Estudiantes de Segundo Semestre de Ciencia Política y Gobierno

 

Las peores epidemias no son biológicas, sino morales. En las situaciones de crisis, sale a luz lo peor de la sociedad: insolidaridad, egoísmo, inmadurez, irracionalidad.

Albert Camus, La Peste

 

La pandemia del coronavirus no solo ha revelado la debilidad del sistema de salud de la mayoría de los países que están siendo afectados. Ha puesto a prueba la fortaleza institucional de los gobiernos latinoamericanos. En países como Perú, Bolivia, Ecuador, Honduras, Uruguay, Panamá, El Salvador y Colombia, en la búsqueda de mantener a salvo a su población, se han visto obligados a declarar el estado de emergencia en su territorio.
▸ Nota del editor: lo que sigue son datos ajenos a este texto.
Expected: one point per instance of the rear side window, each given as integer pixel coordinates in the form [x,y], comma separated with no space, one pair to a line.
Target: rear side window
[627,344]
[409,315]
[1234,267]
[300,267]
Al respecto de los estados de excepción, Carl Schmitt, sin duda uno de los teóricos más controvertidos por sus escritos y su conexión con el régimen nazi, afirmaba que la "excepción" es la capacidad del soberano para tomar decisiones en términos de su voluntad política, en lugar de estar limitado por normativas legales. Consciente de los riesgos de los estados de excepción, la Oficina del Alto comisionado de la ONU el pasado 14 abril planteó una serie de estándares que los Estados miembros deben seguir en pro del respeto de los derechos humanos: “El DI permite la adopción de medidas de urgencia en respuesta a amenazas de gran entidad, pero las medidas que limiten los derechos humanos han de ser necesarias y proporcionales al riesgo estimado, y deben aplicarse de manera no discriminatoria” ACNUDH (2020).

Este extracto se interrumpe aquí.